When I married Mark I married into a family who baked.
In my house we went straight to the food.
We were all about savory and tasty.
I grew up with two parents who read recipe books like novels.
They would read, take the recipe apart and serve up wonderful meals.
When I meet Louise I learned to bake.
Cooking was not her thing.
Opening cans or boxes- throwing a piece of meat on the grill would be the highlight of the meal but she could out bake anyone I knew.
I had to learn through her that you did not take apart these recipes and you followed directions.
If it says sift you sift.
If it says soft butter, use soft butter- not melted.
It also taught me how to wait.
Baking takes times.
Now my trick is to take one day to mix several doughs and another to bake.
So here you go- two of my tried and true cookies from Louise
Oatmeal Cookies
mix together thoroughly
1/2 cup soft butter
1 1/4 cup sugar
2 eggs
6 Tbs. Molasses
Sift and add to above mixture
1 3/4 cup flour
1 tsp. soda
1 tsp. salt
1 tsp. cinnamon
Stir in
2 cups oats
1/2 cup nuts
1 cup raisins
Drop in rounded spoonfuls 2" apart on a lightly greased baking sheet.
Bake 4oo* 8- 10 min
Cowboy Cookies
1 cup cooking oil
1 cup light brown sugar
1 cup white sugar
2 eggs
2 cups flour
1 tsp. soda
1/2 tsp. salt
1/2 tsp. baking powder
2 cups quick oats
1/2 cup nuts
1 cup chocolate chips
1 tsp. vanilla
Mix oil, sugar, and eggs and vanilla.
Add flour, soda, salt and baking powder.
(sift these together to get a good mix first)

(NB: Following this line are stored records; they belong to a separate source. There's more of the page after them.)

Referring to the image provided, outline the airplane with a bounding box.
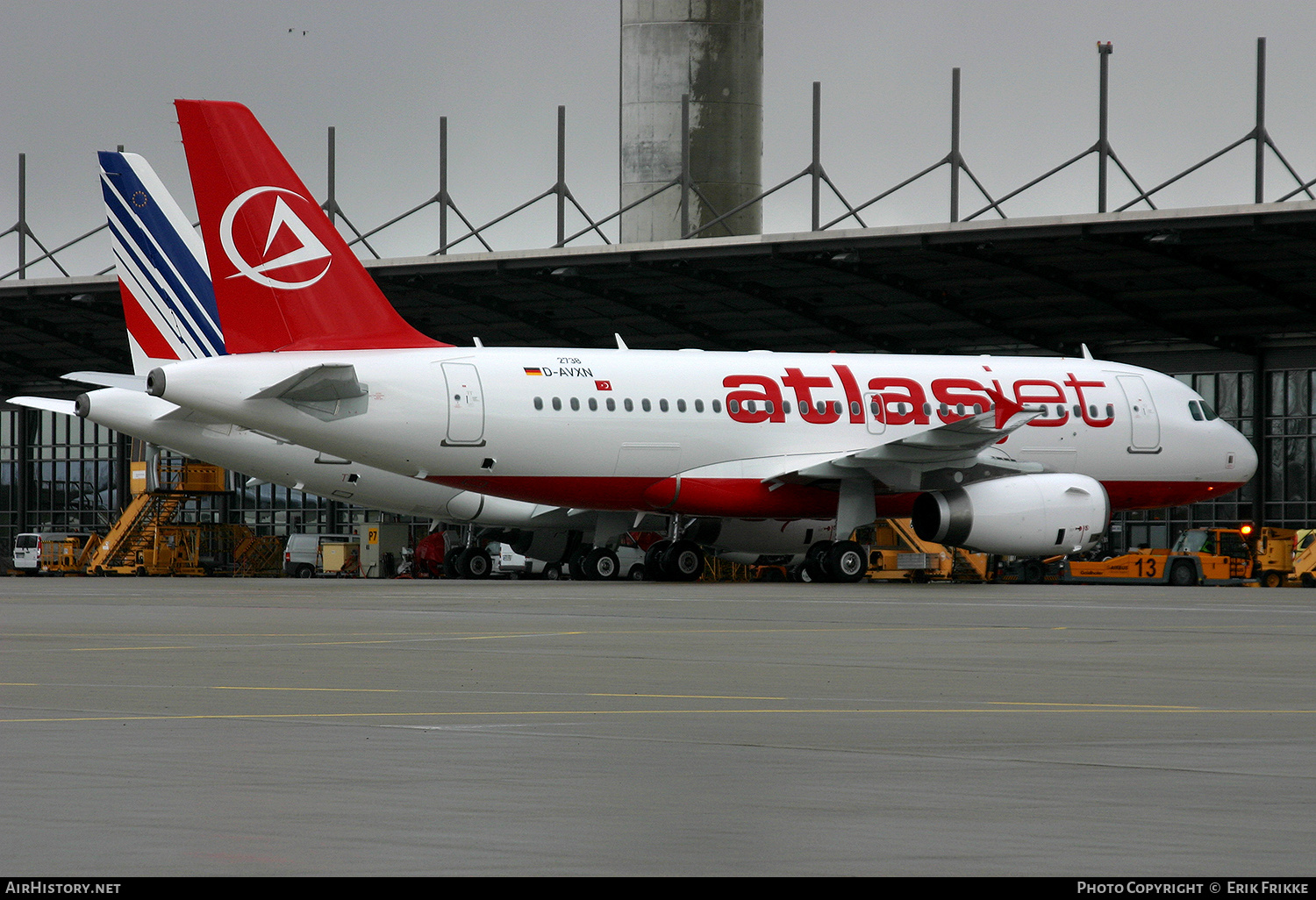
[11,153,828,578]
[139,100,1257,581]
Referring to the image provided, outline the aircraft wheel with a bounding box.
[458,547,494,579]
[584,547,621,582]
[645,539,671,582]
[568,545,594,582]
[1020,560,1047,584]
[823,541,869,584]
[1170,562,1198,587]
[800,541,832,582]
[662,539,704,582]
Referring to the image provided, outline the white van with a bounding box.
[13,532,77,575]
[283,534,357,578]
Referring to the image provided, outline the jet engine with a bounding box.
[913,473,1111,557]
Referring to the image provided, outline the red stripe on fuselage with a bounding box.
[429,475,1242,518]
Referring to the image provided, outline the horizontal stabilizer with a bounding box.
[5,397,75,416]
[60,373,147,391]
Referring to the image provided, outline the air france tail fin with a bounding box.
[175,100,449,353]
[100,153,225,375]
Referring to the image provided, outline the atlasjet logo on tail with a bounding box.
[220,186,333,291]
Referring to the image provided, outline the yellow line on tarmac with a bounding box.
[0,707,1316,724]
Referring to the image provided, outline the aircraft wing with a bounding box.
[763,410,1041,491]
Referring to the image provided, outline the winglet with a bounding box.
[175,100,452,353]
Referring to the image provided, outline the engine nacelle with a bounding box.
[913,473,1111,557]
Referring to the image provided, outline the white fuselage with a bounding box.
[149,347,1255,518]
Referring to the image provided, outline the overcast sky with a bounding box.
[0,0,1316,276]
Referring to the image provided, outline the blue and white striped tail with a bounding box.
[100,153,225,374]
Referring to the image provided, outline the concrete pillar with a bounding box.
[621,0,763,244]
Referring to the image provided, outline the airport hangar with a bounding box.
[0,202,1316,547]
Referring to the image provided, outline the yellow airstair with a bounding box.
[86,460,225,575]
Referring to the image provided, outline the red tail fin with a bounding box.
[175,100,449,353]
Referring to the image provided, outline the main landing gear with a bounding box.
[444,547,494,579]
[571,546,621,582]
[645,539,704,582]
[805,541,869,584]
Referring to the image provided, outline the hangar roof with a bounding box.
[0,202,1316,396]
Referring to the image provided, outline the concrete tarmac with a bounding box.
[0,578,1316,878]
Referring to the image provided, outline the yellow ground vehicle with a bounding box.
[866,518,989,583]
[1061,525,1297,587]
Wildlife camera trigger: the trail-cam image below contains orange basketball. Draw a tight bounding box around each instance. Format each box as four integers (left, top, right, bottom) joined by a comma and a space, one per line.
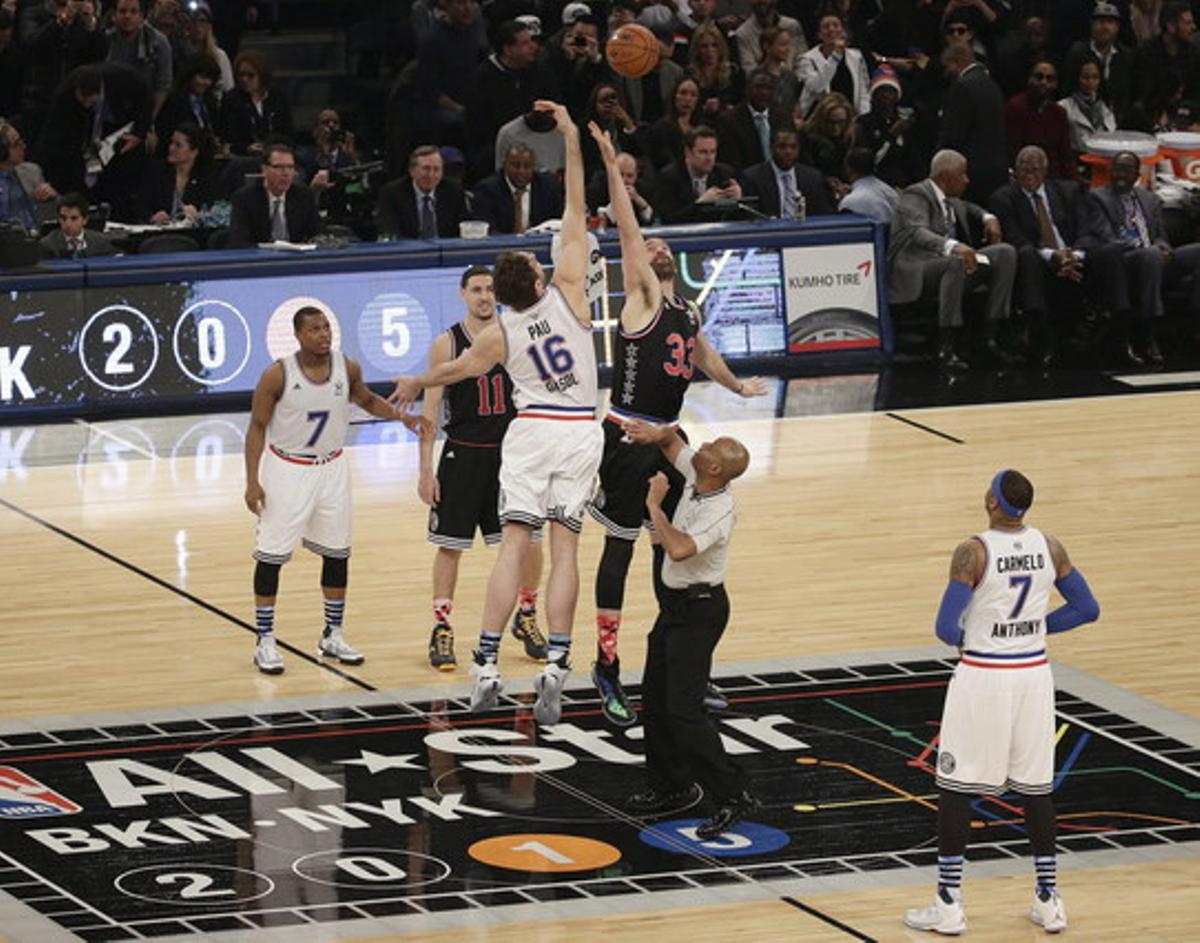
605, 23, 660, 78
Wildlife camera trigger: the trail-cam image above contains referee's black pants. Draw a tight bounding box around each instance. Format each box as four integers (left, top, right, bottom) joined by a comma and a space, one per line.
642, 585, 746, 803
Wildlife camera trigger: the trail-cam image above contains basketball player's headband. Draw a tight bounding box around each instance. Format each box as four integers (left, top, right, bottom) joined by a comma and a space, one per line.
991, 468, 1030, 517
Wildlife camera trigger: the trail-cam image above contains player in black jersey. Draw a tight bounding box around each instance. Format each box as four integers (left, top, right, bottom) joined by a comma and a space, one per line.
416, 265, 546, 671
588, 124, 767, 727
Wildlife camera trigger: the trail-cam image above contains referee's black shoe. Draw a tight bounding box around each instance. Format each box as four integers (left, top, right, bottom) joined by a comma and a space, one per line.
696, 789, 762, 841
625, 782, 704, 816
592, 659, 637, 727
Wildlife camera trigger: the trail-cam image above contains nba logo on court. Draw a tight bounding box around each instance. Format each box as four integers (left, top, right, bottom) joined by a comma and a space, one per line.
0, 767, 82, 818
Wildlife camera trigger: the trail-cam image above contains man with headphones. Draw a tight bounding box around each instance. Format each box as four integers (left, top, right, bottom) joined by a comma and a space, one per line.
0, 118, 59, 230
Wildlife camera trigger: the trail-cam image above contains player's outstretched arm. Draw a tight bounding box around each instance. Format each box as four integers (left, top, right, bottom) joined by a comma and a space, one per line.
533, 98, 592, 331
388, 324, 504, 407
245, 361, 283, 515
416, 331, 454, 507
695, 331, 767, 398
346, 358, 433, 439
1045, 534, 1100, 635
588, 121, 662, 319
934, 537, 988, 648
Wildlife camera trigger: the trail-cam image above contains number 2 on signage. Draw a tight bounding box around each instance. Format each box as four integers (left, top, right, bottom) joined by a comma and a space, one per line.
305, 409, 329, 448
1008, 576, 1033, 619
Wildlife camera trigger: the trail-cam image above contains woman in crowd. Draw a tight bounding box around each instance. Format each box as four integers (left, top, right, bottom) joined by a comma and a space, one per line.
646, 76, 700, 170
760, 26, 804, 114
686, 23, 743, 125
1058, 59, 1117, 154
144, 121, 215, 226
220, 49, 295, 156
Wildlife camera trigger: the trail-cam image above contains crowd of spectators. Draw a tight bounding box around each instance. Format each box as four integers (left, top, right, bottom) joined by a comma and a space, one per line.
0, 0, 1200, 370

Stir in oats, nuts, and chips.
bake 350* 10-12 min.
Louise and Our son Joel with his wife Katie- Christmas 2008
4 comments:
Telepathy again! I bought a box of oatmeal at the store on Sunday and was going to bake some oatmeal cookies today, but can't find my recipe. Now here you have posted a lovely one for me :) I'm sure it will be great, since I can't make it down there this weekend, I'll have to bake my own cookies.
My mom hated to bake but my Aunt Helen loved it. My Aunt Helen when to Antoinette Pope's school of baking in Chicago; so I learned how to bake out of Antoinette Pope's cookbook and I love it; plan on getting back into it more now that we have less to take care of. Your recipes look great. Now I just throw things together sometimes like my grandmother used to do with her baking powder bisquets - a pinch of this, a dab of that. ha.

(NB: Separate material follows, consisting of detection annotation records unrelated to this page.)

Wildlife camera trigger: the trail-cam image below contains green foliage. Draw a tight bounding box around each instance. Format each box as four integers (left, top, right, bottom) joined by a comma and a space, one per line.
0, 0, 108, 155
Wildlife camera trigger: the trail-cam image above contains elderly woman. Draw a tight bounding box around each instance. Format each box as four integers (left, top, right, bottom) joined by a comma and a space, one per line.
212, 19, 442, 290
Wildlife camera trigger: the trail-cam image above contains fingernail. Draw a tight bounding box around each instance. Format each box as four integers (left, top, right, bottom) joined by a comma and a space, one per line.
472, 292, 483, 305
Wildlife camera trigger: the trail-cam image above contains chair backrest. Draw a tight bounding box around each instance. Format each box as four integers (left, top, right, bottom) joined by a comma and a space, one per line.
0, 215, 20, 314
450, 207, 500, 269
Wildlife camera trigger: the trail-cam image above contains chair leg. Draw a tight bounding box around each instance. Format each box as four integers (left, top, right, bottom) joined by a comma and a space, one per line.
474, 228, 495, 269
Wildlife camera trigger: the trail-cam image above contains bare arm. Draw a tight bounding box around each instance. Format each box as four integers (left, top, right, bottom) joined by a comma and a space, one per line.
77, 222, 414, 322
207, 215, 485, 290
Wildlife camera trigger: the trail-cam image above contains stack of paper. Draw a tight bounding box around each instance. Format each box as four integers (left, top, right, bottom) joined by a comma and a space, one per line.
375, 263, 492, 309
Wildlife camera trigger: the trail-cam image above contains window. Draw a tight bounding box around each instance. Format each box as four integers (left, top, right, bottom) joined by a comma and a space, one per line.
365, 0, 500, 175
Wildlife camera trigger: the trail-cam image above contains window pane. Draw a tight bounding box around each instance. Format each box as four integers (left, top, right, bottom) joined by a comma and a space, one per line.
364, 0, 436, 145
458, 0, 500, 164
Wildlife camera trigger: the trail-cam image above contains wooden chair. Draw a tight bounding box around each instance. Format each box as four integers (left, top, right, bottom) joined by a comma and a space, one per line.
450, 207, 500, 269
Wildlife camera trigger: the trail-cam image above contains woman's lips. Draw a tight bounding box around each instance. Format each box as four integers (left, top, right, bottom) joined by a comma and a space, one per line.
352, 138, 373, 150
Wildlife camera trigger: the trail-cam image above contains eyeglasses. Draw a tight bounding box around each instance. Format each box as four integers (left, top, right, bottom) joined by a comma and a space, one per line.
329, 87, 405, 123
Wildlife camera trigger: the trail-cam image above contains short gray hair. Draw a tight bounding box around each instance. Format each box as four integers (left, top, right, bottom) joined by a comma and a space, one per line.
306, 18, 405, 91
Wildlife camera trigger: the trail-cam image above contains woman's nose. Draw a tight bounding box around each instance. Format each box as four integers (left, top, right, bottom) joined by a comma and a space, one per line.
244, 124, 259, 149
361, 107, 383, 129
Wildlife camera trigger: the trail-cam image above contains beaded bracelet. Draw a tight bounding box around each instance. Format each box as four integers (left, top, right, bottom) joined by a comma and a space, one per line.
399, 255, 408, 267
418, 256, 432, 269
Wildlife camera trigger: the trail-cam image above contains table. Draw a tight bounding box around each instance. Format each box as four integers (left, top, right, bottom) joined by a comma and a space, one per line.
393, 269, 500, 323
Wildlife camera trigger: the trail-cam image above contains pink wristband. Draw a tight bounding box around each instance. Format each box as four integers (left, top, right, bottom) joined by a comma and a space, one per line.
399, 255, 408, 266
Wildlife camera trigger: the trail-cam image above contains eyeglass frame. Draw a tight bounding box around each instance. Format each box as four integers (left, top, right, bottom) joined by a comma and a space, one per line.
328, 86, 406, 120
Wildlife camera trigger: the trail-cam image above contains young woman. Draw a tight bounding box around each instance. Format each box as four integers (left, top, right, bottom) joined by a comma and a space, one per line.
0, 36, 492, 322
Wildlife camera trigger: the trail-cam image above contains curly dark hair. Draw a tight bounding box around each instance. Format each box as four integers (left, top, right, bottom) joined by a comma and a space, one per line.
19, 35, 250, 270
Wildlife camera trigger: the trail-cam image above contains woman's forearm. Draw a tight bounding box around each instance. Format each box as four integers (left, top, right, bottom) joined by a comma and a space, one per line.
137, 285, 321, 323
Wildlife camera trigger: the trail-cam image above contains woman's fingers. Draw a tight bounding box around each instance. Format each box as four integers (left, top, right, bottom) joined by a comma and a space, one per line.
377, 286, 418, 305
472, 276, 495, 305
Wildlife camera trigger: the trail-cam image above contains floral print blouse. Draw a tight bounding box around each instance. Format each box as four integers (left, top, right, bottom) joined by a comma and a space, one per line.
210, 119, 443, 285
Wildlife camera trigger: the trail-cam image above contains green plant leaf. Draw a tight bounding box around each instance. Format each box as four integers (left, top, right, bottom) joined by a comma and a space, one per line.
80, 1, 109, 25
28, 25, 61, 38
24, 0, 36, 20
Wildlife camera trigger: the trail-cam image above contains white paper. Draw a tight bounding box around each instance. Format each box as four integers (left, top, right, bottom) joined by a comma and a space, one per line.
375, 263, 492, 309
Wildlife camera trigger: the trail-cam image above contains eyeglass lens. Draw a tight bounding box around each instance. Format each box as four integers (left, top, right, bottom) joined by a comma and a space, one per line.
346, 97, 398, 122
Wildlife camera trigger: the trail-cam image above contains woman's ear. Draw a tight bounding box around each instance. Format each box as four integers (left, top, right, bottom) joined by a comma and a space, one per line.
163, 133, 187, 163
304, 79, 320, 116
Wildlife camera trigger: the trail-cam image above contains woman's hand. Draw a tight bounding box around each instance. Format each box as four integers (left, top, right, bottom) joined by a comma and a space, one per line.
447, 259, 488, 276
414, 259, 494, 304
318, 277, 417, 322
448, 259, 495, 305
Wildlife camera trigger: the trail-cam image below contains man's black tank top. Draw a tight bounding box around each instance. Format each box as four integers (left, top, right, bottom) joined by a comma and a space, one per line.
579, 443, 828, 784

It is funny that most bakers aren't evening meal makers. My mother in law used to make the Cowboy cookies -- only she called them Monster cookies. She could make the best biscuits or pie crust -- no measuring-- while carrying on a conversation with whoever was in the kitchen. Amazing!
I'm an evening meal maker -- rarely bake - but wish a baker lived close by . . . .
My mother and grandmother were both bakers, not meal makers (great term!) Mom would spend all day baking some new involved recipe that she found in a magazine and then be so uninspired and bored by having to cook a meal. I think I have inherited the tendency.
Having parents that read cookbooks like novels - very lucky.